Władze Gdyni rozpoczęły procedurę zaciągnięcia bankowego kredytu długoterminowego na pokaźną kwotę 150 mln zł. Stało się więc to, o czym samorządowcy mówili od wielu tygodni. Skarbnik miasta, prof. Krzysztof Szałucki, w pierwszym półroczu tego roku kilka razy podkreślał, że z powodu spowolnienia gospodarczego niezbędne będzie, aby miejscy włodarze w 2010 r. sięgnęli po pożyczkę, która zagwarantuje Gdyni utrzymanie tempa inwestycyjnego. Dla gdyńskiego samorządu to sytuacja nowa, w ostatnich kilku latach potężne wydatki inwestycyjne, sięgające rok w rok kilkuset milionów złotych, finansowane były bowiem nie z kredytów, a dochodów własnych, dotacji państwowych oraz środków pozyskiwanych z Unii Europejskiej.
- Kredyt na tak wysoką kwotę będzie dla miasta bezpieczny, zaciągany jest bowiem w momencie, gdy powoli kończy się już okres spłacania przez Gdynię poprzednich pożyczek, zaciągniętych przed laty - uważa Krzysztof Szałucki. Inwestowanie w czasie kryzysu zdaniem gdyńskich urzędników jest niezwykle racjonalne - miejskie inwestycje są kołem zamachowym dla pogrążonych w kłopotach finansowych prywatnych przedsiębiorców, a zlecenia od samorządu pozwalają im przetrwać trudne czasy. Dla miasta korzystny jest także fakt, iż firmy budowlane nie mogą już, jak kilka lat temu, windować do niebotycznie wysokich stawek ofert na wykonawstwo inwestycji. Miasto liczy więc, iż rozpisując przetargi w najbliższych miesiącach zaoszczędzi sporo grosza.
- Utrzymuje się korzystna dla nas tendencja na rynku - mówi Krzysztof Szałucki. - Przy okazji kolejnych, rozpisywanych przetargów oferty, które wpływają od wykonawców, opiewają na dużo niższe kwoty, niż wynosił wstępny kosztorys prac. Nie pozostaje nam nic innego, jak wykorzystać ten fakt, dlatego nierozsądne byłoby teraz zwalnianie tempa inwestycyjnego.
Jako przykłady takich właśnie oszczędności urzędnicy podają przetargi na wykonanie przebudowy węzła drogowego przy stacji SKM Wzgórze św. Maksymiliana, a także modernizację stadionu piłkarskiego. W pierwszym z tych przypadków miasto liczyło się z wydatkiem nawet 102 mln zł, tymczasem zgłosił się wykonawca, który zażyczył sobie za zrealizowanie inwestycji ponad połowę mniej, bo 50 mln zł. Samorząd skwapliwie skorzystał z tej oferty. W przypadku stadionu piłkarskiego wykonawca powoli kończy inwestycję, miasto zapłaci mu 80 mln zł, a jest to o 50 mln zł mniej, niż przewidywał kosztorys.

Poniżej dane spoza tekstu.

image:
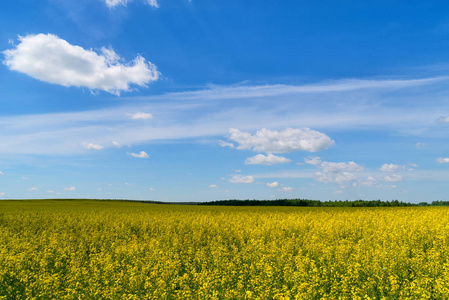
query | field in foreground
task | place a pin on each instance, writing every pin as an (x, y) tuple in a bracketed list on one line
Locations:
[(121, 250)]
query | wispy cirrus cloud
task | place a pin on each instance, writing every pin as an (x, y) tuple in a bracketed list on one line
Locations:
[(114, 3), (140, 116), (62, 133), (48, 58), (284, 141)]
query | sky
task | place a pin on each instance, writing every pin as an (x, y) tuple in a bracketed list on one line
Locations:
[(200, 100)]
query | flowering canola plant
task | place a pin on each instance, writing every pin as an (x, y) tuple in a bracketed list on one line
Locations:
[(121, 250)]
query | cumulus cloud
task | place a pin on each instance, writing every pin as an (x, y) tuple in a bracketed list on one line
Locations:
[(442, 160), (140, 115), (391, 167), (225, 144), (420, 145), (116, 144), (443, 120), (269, 159), (114, 3), (338, 172), (369, 181), (393, 178), (91, 146), (49, 58), (273, 184), (141, 154), (286, 189), (287, 140), (241, 179)]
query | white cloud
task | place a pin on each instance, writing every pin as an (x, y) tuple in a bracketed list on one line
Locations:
[(114, 3), (339, 178), (140, 115), (285, 189), (287, 140), (63, 133), (91, 146), (315, 161), (391, 167), (420, 145), (369, 181), (443, 120), (393, 178), (116, 144), (142, 154), (270, 159), (442, 160), (332, 167), (49, 58), (273, 184), (340, 173), (225, 144), (241, 179)]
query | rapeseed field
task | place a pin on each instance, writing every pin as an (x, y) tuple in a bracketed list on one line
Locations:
[(122, 250)]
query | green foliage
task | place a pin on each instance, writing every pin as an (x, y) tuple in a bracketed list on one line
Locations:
[(310, 203)]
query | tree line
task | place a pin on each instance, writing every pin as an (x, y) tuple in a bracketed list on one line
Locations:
[(318, 203)]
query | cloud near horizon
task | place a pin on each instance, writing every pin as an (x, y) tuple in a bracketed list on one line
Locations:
[(285, 141), (48, 58), (241, 179), (269, 159), (114, 3)]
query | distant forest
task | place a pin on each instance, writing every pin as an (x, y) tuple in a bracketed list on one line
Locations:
[(318, 203)]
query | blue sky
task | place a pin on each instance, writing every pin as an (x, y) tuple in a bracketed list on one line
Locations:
[(178, 100)]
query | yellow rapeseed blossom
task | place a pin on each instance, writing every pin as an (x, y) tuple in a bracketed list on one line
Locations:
[(122, 250)]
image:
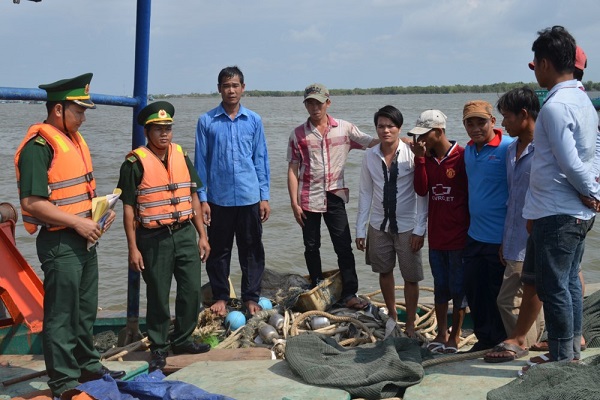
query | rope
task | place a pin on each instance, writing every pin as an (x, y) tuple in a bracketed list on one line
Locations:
[(454, 358), (294, 331)]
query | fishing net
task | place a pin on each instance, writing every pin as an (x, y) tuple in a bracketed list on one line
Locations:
[(284, 289), (562, 380), (554, 381), (380, 370), (104, 341)]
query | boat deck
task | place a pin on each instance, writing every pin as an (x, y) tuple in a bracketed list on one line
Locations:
[(252, 374)]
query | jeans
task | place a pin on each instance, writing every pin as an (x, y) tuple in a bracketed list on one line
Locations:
[(336, 220), (558, 242), (483, 277), (244, 223), (448, 277)]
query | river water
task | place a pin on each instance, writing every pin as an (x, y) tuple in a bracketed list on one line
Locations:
[(107, 131)]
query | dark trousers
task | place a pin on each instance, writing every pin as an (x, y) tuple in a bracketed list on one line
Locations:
[(336, 220), (70, 307), (244, 223), (483, 278), (169, 254)]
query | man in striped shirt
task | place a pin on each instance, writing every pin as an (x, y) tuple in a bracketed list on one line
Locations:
[(317, 153)]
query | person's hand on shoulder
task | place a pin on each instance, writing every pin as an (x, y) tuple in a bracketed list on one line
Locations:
[(204, 248)]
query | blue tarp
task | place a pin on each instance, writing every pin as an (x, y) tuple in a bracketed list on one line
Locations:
[(151, 386)]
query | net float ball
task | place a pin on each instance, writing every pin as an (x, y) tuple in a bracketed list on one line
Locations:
[(265, 303), (235, 320)]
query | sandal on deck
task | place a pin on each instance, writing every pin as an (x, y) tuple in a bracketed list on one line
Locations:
[(513, 350), (436, 347), (355, 303)]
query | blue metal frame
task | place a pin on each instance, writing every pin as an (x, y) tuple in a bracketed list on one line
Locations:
[(138, 101)]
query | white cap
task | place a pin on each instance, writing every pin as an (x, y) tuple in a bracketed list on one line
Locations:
[(428, 120)]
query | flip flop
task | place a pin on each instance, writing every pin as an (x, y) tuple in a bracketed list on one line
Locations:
[(517, 352), (539, 346), (436, 347), (541, 359), (543, 346), (356, 303), (530, 365)]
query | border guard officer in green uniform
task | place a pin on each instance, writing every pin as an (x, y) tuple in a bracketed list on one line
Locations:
[(161, 216), (56, 187)]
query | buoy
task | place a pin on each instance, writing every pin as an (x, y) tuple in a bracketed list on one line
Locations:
[(276, 321), (267, 332), (235, 320), (265, 303)]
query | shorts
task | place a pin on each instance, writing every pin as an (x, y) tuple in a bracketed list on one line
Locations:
[(384, 247), (448, 277)]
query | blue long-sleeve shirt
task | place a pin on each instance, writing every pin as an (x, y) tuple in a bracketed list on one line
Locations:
[(488, 190), (231, 158), (565, 145)]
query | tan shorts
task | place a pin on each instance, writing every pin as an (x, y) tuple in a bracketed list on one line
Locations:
[(384, 247)]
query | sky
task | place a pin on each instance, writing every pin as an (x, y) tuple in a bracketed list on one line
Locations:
[(285, 44)]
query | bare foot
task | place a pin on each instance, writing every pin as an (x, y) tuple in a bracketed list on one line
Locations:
[(253, 307), (451, 346), (219, 308), (410, 331)]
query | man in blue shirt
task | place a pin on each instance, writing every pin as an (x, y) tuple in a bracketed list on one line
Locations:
[(232, 161), (563, 192), (485, 156), (517, 302)]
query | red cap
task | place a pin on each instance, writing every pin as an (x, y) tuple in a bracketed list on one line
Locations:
[(580, 58)]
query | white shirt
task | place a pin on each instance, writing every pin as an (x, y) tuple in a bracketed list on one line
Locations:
[(411, 209)]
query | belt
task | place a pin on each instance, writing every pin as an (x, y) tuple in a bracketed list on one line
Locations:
[(177, 225), (147, 232)]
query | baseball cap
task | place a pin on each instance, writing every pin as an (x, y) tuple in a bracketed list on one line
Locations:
[(316, 91), (428, 120), (477, 108), (159, 112), (580, 60)]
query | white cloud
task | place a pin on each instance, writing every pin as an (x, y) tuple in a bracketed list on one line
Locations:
[(308, 35)]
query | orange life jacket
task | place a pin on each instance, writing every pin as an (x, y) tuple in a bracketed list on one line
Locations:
[(71, 183), (164, 195)]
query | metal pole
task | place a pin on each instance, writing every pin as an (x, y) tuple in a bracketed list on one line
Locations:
[(140, 92)]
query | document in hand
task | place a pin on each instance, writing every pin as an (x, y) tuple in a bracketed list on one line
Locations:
[(100, 210)]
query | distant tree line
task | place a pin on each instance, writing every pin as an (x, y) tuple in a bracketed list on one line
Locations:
[(501, 87)]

Z wieloma tymi argumentami zgadzają się opozycyjni radni miasta. Jednocześnie zapowiadają jednak, iż nadal będą uważnie i krytycznie przyglądać się wydatkom inwestycyjnym miasta.
- Chcielibyśmy, aby samorząd inwestował nie tylko w pałace ku czci władzy w centrum Gdyni, jak dla przykładu plany budowy nowego budynku Urzędu Miasta, lecz pochylił się też nad problemami komunikacyjnymi w peryferyjnych dzielnicach - mówi radny Rafał Geremek (PO). - Dla przykładu od lat tworzą się korki na skrzyżowaniu ul. Kwiatkowskiego i płk. Dąbka w Obłużu, a nic się z tym nie robi.
1,2 mld - na taką kwotę, liczoną w złotówkach, opiewają wydatki miasta w 2010 r.
290 mln - to maksymalna kwota kredytu, na którą zgodzili się radni miasta.
1 mln zł - tyle kosztuje średnio modernizacja lokalnej ulicy w Gdyni.
Lata na spłatę
Według prognoz władz Gdyni zaciągany właśnie kredyt spłacany będzie w latach 2013-2019.
Miasto chce przeznaczyć na uregulowanie zobowiązań pieniądze z dochodów własnych. Samorządowcy podkreślają, iż pożyczka nie obciąży nadmiernie finansów Gdyni, bowiem łączna kwota długu na koniec roku budżetowego wynosić będzie 40-50 proc. przychodów własnych, gdy tymczasem limit określony w ustawie o finansach publicznych dopuszcza zadłużenie na poziomie 60 proc.
Łączne roczne obciążenia z tytułu spłat kredytu wynosić będą natomiast 5-10 proc., a ustawodawca ten limit określił na poziomie 15 proc.